Several best practices were highlighted to enhance the contract’s efficiency and clarity. These encompass removing redundant initializations, omitting unnecessary self-approvals, phasing out the use of SafeMath libraries post Solidity version 0.8.0, eliminating unused Ether calls in the IndexSwap function, refining loops for efficiency in the _swapTokenToTokens function, and pruning unused variables and events. Implementing these recommendations can bolster the contract’s robustness, streamline its operations, and mitigate potential vulnerabilities in the future.

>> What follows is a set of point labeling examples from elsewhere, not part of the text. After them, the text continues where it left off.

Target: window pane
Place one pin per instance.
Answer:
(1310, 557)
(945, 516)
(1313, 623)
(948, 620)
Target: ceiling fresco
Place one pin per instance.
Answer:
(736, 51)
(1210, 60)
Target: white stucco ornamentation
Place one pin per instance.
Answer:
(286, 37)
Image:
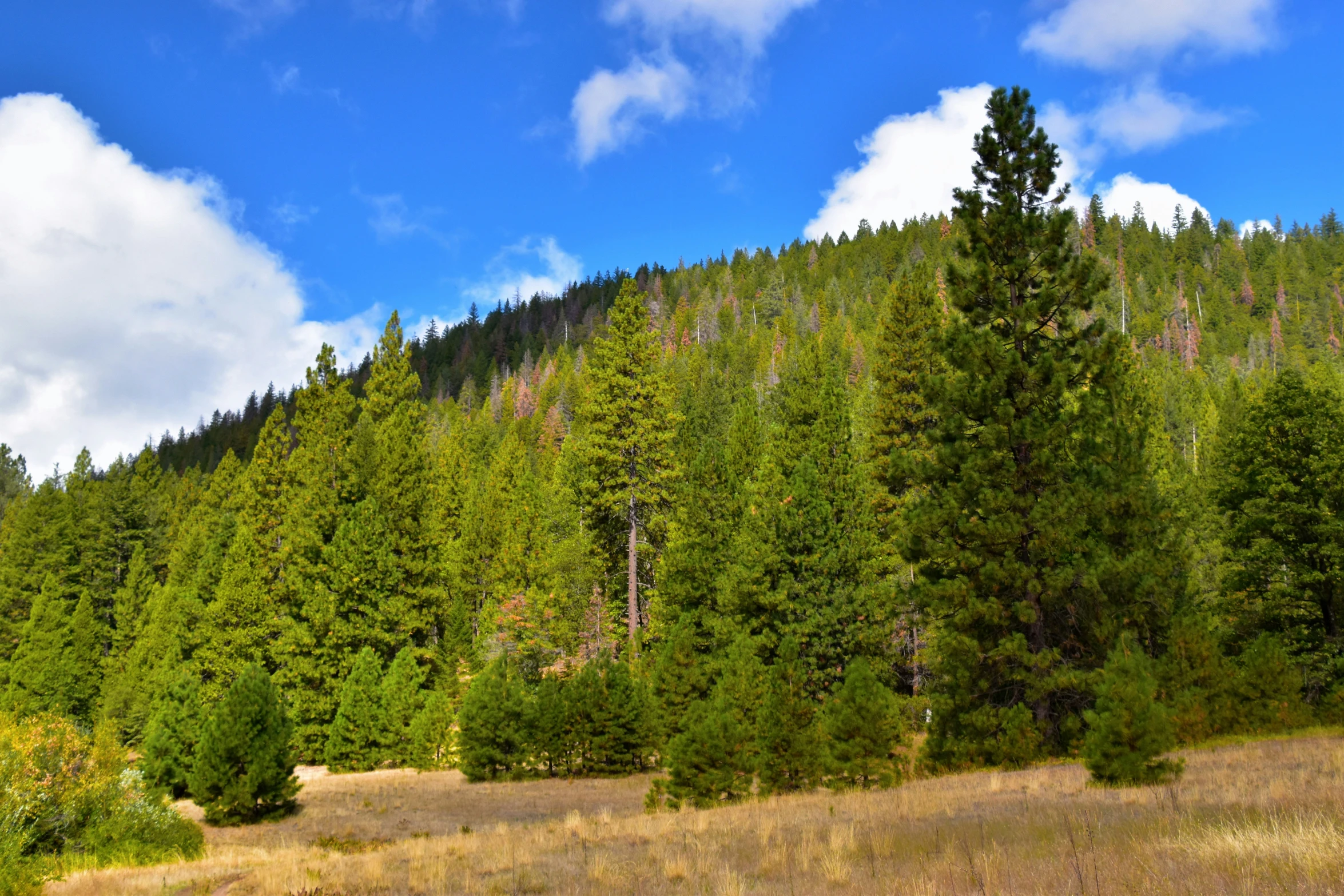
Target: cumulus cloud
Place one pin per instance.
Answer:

In the comprehensive audit of Velvet Capital V2’s contracts, a spectrum of issues, ranging from critical to minor, were identified. Out of these, 22 were promptly addressed and rectified by the Velvet Capital team, demonstrating their commitment to security and functionality. While some issues were deemed to have a low likelihood of occurrence, they remain on record as potential areas of concern. Shellboxes’ auditors commend the proactive approach of the Velvet Capital team and emphasize the importance of continued vigilance. It’s crucial for Velvet Capital to remain cognizant of these findings, ensuring that future iterations and operations remain free from vulnerabilities and complications.